[OE-core] Verification on how TARGET_CFLAGS is set

Richard Purdie richard.purdie at linuxfoundation.org
Mon Mar 30 21:43:28 UTC 2015


On Mon, 2015-03-30 at 15:37 -0500, Mark Hatle wrote:
> On 3/30/15 3:27 PM, Richard Purdie wrote:
> > On Mon, 2015-03-30 at 13:09 +0000, Bryan Evenson wrote:
> >> I am about to upgrade to the dizzy branch.  I have a built a bootable
> >> image on my test build machine, and now I'm going to be applying
> >> changes to the system I use for building production images.  I'm
> >> planning on deleting my tmp directory to force a re-build of
> >> everything.  Since I'm rebuilding everything anyway, I'm taking a
> >> deeper look at the CFLAGS related settings and I'm getting a little
> >> lost in the logic.  I'd like to verify these settings before I start
> >> rebuilding everything.
> >>
> >> If I'm following the default logic correctly in bitbake.conf, by
> >> default TARGET_CFLAGS will be set to "-O2 -pipe -g
> >> -feliminate-unused-debug-types".  I want the default TARGET_CFLAGS for
> >> my production image to be "-O2 -pipe".  What's the suggested variable
> >> to change, and where, to get this final value?  Do I set TARGET_CFLAGS
> >> directly, or do I set SELECTED_OPTIMIZATIONS or even
> >> FULL_OPTIMIZATIONS?  Do I set it in local.conf or should I be setting
> >> it somewhere else?
> > 
> > If I remember rightly, you need the -g option there to generate the -dbg
> > packages correctly.

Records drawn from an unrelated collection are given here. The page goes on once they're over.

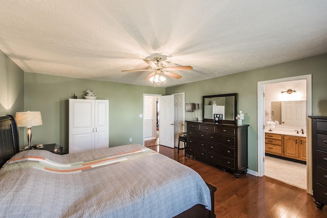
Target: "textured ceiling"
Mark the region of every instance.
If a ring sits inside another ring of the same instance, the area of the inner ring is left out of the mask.
[[[0,50],[24,72],[153,85],[142,60],[167,56],[168,87],[327,53],[327,1],[6,0]]]

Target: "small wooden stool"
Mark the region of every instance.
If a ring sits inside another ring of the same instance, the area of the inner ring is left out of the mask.
[[[186,133],[181,133],[178,136],[178,148],[177,148],[177,153],[179,153],[179,150],[184,150],[184,155],[186,156]],[[179,148],[179,144],[180,142],[184,142],[184,147],[182,148]]]

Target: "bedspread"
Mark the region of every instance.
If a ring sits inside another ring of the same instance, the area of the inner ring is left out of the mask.
[[[0,169],[0,217],[171,217],[209,189],[194,170],[141,145],[18,153]]]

The target system binaries won't change since we
> > separate out the debug data into separate files as part of the packaging
> > process.
> > 
> > You therefore can gain some build performance from turning that off but
> > your runtime won't alter much (other than the debuglink ID which is a
> > few bytes).
> 
> I strongly caution people against removing '-g' from their production builds.
> If you do, you will no longer have any way to do any type of production/field
> debug.  As Richard indicated the -g will cause the symbols and debug information
> to get separated into special -dbg packages that you generally don't distribute
> on a production device -- but those same -dbg package (preserved) can be later
> used for debugging of production devices.
> 
> This is why the default is what it is.
> 
> The difference in executable size between -g (split debug) and w/o -g, is
> usually around 15 - 30 bytes.  Roughly the length of the path to the executable
> and/or library plus ".debug/" (7 characters)

Are you sure its even that? I thought it was literally just the debug ID
code and the paths to debug were assumed by the debug tools which would
search several locations for a matching ID?